Thanks for looking at this for me...
>Some of the crushed bulbs
>at the front of the house
>still flashed a little at the filament.
Is this possible? I like the image, but it may teeter into the speculative a bit too heavily.
Yeah, I know what you mean. For me, it basically just sets the atmosphere for the poem. The subject is supposed to be mentally ill, so could this image not be evidence of their mental state, i.e. a delusion, hallucination?
>The tapwater ran outside
>into grass, hair and lice molasses
'Molasses' is supposed to describe the garden as crawling with insects almost, because molasses is word describing something as being thick and syrup like, isn't it? It's also, again, to give a description of the subject's illness, imagining these images....do they work in that respect? Plus, I like the sound of 'hair and lice molasses', which was really my main reason for writing it.
>underneath the spare bricks.
>I was sat outside the entrance
Watch the grammar of this line. Also, "to be" and "sat" are weak words, imagewise. What else can you do outside the entrance? "crouch" "perch" "curl" etc.
Yeah, I'll look for another word which will hopefully suggest the subject's illness and state of mind even more.
>with my head held in my knees,
>waiting for the nurse
>to move in my things.
>There's space still available here.
I want this line to have the word "vacancie" in it. Something like a rental advertisement, or something.
Well, it came from a previous revision, where I had this stanza that employed the language of a mental hospital's brochure. That was the tone I was going for, detached, emotionless, but it didn't suit the rest of the poem so I instead kept this line and chopped the rest.
I don't know whether I could include the word 'vancancie' in this particular line, because I want the title to retain its double meaning. The double meaning, for me, is that line specifically, and then the subject's eventual (well, as I've intended it to be intepreted as) mental collapse.
>As I followed him inside, I swore
>I could smell my mother;
What's the smell, exactly. Good line, just go deeper, into our senses.
Well, by the semi-colon, I intended it to be read as their mother having a similar smell to that of paint, his mother having some kind of poisonous effect on him, maybe leading to his situation. It probably doesn't come across though, and I don't think I explored that enough for other people to make the connection.
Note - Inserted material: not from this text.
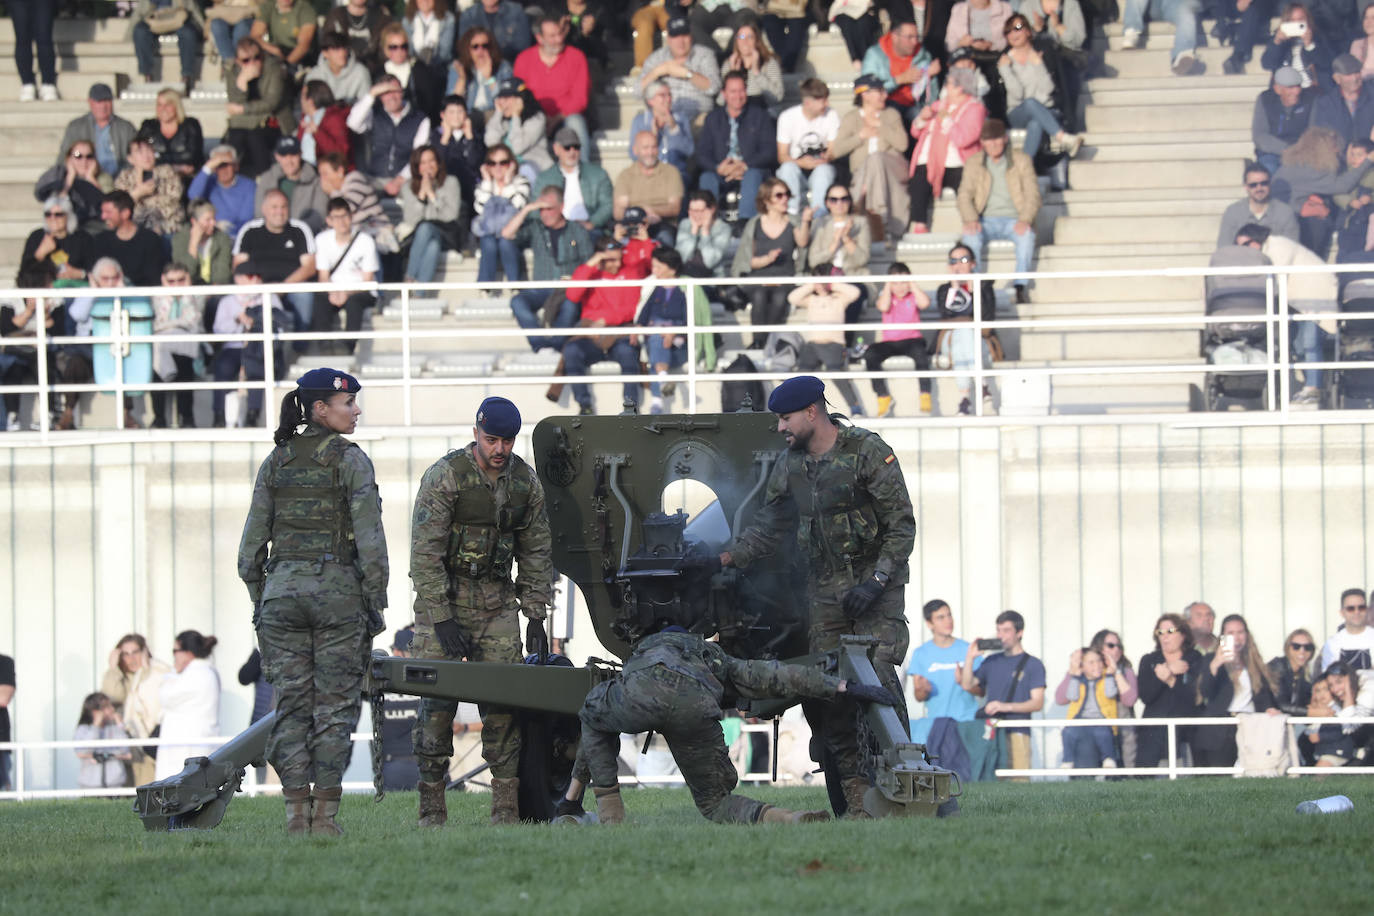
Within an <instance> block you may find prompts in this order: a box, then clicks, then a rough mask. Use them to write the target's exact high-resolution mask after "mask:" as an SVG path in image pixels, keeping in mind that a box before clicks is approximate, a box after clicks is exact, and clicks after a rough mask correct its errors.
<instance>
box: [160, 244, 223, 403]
mask: <svg viewBox="0 0 1374 916" xmlns="http://www.w3.org/2000/svg"><path fill="white" fill-rule="evenodd" d="M212 225H213V224H212ZM162 286H184V287H187V293H185V294H183V295H155V297H153V338H154V343H153V380H154V382H176V383H177V385H185V383H190V382H195V380H198V379H199V378H201V372H199V369H198V368H196V363H199V361H201V345H199V342H195V341H184V342H176V335H179V334H201V332H202V331H203V330H205V327H203V324H202V319H201V305H202V298H203V297H199V295H192V294H191V293H190V286H191V272H190V271H187V269H185V266H183V265H181V264H177V262H176V261H168V264H166V266H164V268H162ZM169 394H170V391H154V393H153V428H155V430H165V428H168V396H169ZM194 397H195V391H191V390H181V391H177V393H176V415H177V427H180V428H183V430H192V428H195V412H194V409H192V404H194Z"/></svg>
>somebody had painted all the walls
>yellow, so they would look wider.
>The carpet was free of any rogue hairs
>that might've fallen from me;
take out "from me", you cover that in the next two lines more vividly.
>they hired somebody a week before
>to shave my head and body.
>I lit up my last cigarette,
>ventured upstairs, found my dorm
>just next to the bathroom and reminded
>myself of the rules:
>NO RAZORS, NO SHOELACES.
I would repeat the "there is space available here" line, or what ever it mutates to, right after this stanza again. Make it a solid refrain.
Yeah, good idea... so do you suggest it should read slightly differently at each refrain, to vary the meaning after each stanza?
>I heard the pipes click
>and turn over water,
>the constant rhythms of bones
rhythm takes out the double plural, and doesn't hurt the poem any.
>that sit between chlorinate walls.
>And I watched the nurse
>as he prepared our supper;
>he came into my room every day
>with the food, pulling the trolley behind him.
>While swallowing yellow root
>and spiderflower, being fed by hand,
>I noticed that his fingers had a strangeness,
>a fluid and regular movement.
Tighten this image up. This is the last thing the reader will remember, so really nail us with these lines.
Is the last line, the description of the nurse's fingers, a little too vague to have any impact? I did have a different version; "a fluid yet affected movement", would that communicate more to the reader?
Again pottygok, thanks for looking at this, your comments are really appreciated.